Alors que le marché automobile neuf français stagne depuis plusieurs années, la part de marché de la voiture électrique ne cesse de progresser.
La voiture électrique profite d'incitations financières à l'achat et de diverses règlementations visant à "verdir" les flottes d'entreprise.
Dans le même temps, la quasi-totalité des véhicules thermiques sont taxés par un malus écologique à l'achat.
Et les constructeurs sont dans l'obligation de vendre un volume significatif de véhicules électriques sur le marché européen dans le cadre de la réglementation européenne CAFE (Corporate Average Fuel Economy). A défaut, ils sont taxés de lourdes sanctions financières.
La présence sur le marché de citadines à moins de 30 000 euros est un phénomène plus récent.
La crise géopolitique au Moyen-Orient démontre chaque jour la volatilité du prix des carburants fossiles à la pompe, et les crises géopolitiques ont tendance à s'enchainer.
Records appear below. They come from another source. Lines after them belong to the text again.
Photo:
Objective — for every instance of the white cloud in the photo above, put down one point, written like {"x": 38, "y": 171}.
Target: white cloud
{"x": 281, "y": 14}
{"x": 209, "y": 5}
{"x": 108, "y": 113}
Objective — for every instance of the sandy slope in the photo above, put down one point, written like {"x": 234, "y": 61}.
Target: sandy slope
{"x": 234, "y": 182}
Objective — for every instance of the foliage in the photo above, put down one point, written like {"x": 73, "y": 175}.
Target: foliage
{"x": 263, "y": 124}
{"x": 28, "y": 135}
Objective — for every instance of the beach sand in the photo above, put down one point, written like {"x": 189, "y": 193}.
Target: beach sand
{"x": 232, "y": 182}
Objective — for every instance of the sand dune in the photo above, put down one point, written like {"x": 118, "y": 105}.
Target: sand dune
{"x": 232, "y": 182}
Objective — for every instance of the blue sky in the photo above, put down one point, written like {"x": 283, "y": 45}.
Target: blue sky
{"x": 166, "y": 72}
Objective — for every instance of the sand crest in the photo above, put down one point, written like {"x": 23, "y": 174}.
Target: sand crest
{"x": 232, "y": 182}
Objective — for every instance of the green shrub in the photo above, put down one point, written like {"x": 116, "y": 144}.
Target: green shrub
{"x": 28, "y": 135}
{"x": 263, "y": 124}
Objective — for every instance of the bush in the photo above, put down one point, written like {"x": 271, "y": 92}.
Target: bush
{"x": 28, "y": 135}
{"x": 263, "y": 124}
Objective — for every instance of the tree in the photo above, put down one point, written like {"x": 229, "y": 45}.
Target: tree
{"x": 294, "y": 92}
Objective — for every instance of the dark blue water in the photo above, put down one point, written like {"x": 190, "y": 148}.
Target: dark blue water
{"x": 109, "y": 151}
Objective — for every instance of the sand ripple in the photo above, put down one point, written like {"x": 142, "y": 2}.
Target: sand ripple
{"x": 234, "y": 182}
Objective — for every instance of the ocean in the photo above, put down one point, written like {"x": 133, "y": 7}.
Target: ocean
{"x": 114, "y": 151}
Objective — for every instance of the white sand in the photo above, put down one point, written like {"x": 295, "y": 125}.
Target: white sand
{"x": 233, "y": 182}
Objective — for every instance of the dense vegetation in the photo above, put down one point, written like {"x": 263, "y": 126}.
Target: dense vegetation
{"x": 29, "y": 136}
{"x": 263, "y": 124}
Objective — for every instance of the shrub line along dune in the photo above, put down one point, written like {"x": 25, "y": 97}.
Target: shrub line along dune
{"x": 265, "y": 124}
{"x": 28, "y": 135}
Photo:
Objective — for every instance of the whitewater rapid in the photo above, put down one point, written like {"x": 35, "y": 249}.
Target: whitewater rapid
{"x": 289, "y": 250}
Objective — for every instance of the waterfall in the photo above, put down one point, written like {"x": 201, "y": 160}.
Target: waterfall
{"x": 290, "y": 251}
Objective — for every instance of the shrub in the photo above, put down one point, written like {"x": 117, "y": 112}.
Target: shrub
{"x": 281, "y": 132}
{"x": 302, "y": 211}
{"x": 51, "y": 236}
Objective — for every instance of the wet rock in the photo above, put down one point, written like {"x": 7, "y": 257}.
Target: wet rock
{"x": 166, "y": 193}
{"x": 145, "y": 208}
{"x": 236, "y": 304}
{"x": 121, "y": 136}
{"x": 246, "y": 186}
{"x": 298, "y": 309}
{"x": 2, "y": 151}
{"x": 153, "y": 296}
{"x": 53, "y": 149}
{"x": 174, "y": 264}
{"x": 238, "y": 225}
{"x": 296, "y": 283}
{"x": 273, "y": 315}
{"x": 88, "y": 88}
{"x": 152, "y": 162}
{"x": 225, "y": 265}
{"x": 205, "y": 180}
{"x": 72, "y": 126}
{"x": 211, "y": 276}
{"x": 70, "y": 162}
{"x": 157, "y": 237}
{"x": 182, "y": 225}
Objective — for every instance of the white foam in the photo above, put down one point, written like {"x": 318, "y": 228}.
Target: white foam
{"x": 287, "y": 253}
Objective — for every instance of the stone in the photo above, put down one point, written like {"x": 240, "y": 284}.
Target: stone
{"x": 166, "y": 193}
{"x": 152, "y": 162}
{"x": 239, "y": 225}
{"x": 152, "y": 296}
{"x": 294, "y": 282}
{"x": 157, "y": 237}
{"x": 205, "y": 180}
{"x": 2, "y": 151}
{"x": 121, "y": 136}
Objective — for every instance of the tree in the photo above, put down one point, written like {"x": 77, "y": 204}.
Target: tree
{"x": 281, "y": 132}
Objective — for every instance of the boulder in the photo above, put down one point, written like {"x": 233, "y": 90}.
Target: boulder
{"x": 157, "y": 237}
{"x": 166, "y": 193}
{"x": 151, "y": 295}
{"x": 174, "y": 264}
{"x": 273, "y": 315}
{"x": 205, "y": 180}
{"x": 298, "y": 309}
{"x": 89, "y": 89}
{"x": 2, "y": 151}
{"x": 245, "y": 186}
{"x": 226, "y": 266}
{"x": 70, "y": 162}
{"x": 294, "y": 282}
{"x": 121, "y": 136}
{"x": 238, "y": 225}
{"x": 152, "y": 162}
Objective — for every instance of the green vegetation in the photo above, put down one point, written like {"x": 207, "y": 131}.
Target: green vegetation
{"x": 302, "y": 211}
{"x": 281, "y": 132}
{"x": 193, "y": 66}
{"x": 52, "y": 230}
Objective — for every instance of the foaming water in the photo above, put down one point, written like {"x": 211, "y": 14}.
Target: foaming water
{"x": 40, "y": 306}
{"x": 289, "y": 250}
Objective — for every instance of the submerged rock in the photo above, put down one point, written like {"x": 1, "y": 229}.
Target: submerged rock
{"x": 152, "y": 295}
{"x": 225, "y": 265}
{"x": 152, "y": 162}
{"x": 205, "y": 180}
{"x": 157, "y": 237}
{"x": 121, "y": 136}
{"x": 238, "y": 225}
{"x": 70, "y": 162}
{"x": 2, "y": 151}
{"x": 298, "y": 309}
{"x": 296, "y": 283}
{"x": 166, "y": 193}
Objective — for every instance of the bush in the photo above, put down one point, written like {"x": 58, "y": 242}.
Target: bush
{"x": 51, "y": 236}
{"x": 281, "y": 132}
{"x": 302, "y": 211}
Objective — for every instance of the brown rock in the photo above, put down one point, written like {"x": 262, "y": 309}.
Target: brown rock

Dans ce contexte, la part des voitures électriques ne peut que croitre. Au mois d'avril 2026, la part de marché de la voiture électrique en France était de 26,2 %.
Il n'est pas impossible que dès 2026, le véhicule électrique représente, certains mois, plus d'un tiers du marché automobile français.
Dans ces conditions, la meilleure protection contre la crise pétrolière pour un automobiliste est la voiture électrique.
Pour autant, certains freins majeurs à l'adoption de la voiture électrique subsistent.
Les freins à l'adoption de la voiture électrique en 2026
1/ Le prix d'achat élevé. Une voiture électrique est plus chère à l'achat qu'une voiture thermique.
Les certificats d'économie d'énergie (CEE) permettent de diminuer artificiellement le prix de la voiture électrique.
Un véhicule électrique n'est pas taxé d'un malus écologique, ce qui réduit artificiellement l'écart de prix entre une voiture thermique et une voiture électrique.
2/ L'autonomie réelle sur autoroute lors de longs trajets
La recharge en itinérance sur autoroute allonge les trajets. Dans la mesure ou les longs trajets autoroutiers ne sont pas fréquents, cette caractéristique change les habitudes de conduite sur les véhicules électriques de gamme moyenne et supérieure dotés de la recharge rapide. Mais ce n'est pas bloquant par rapport à l'envolée des prix des carburants à la pompe. C'est par contre un point bloquant sur une citadine électrique affichant moins de 400 km d'autonomie WLTP et ne disposant pas de la fonction de recharge rapide.
3/ La recharge dans les immeubles collectifs
Recharger la batterie d'un véhicule électrique à domicile au tarif réglementé heures creuses permet d'alléger de près des deux tiers son budget carburant. Dans l'habitat collectif, cette possibilité est quasiment inexistante à l'heure actuelle. En l'absence d'une solution de recharge à domicile au tarif réglementé heures creuses, il n'est pas envisageable de rouler économiquement en voiture électrique.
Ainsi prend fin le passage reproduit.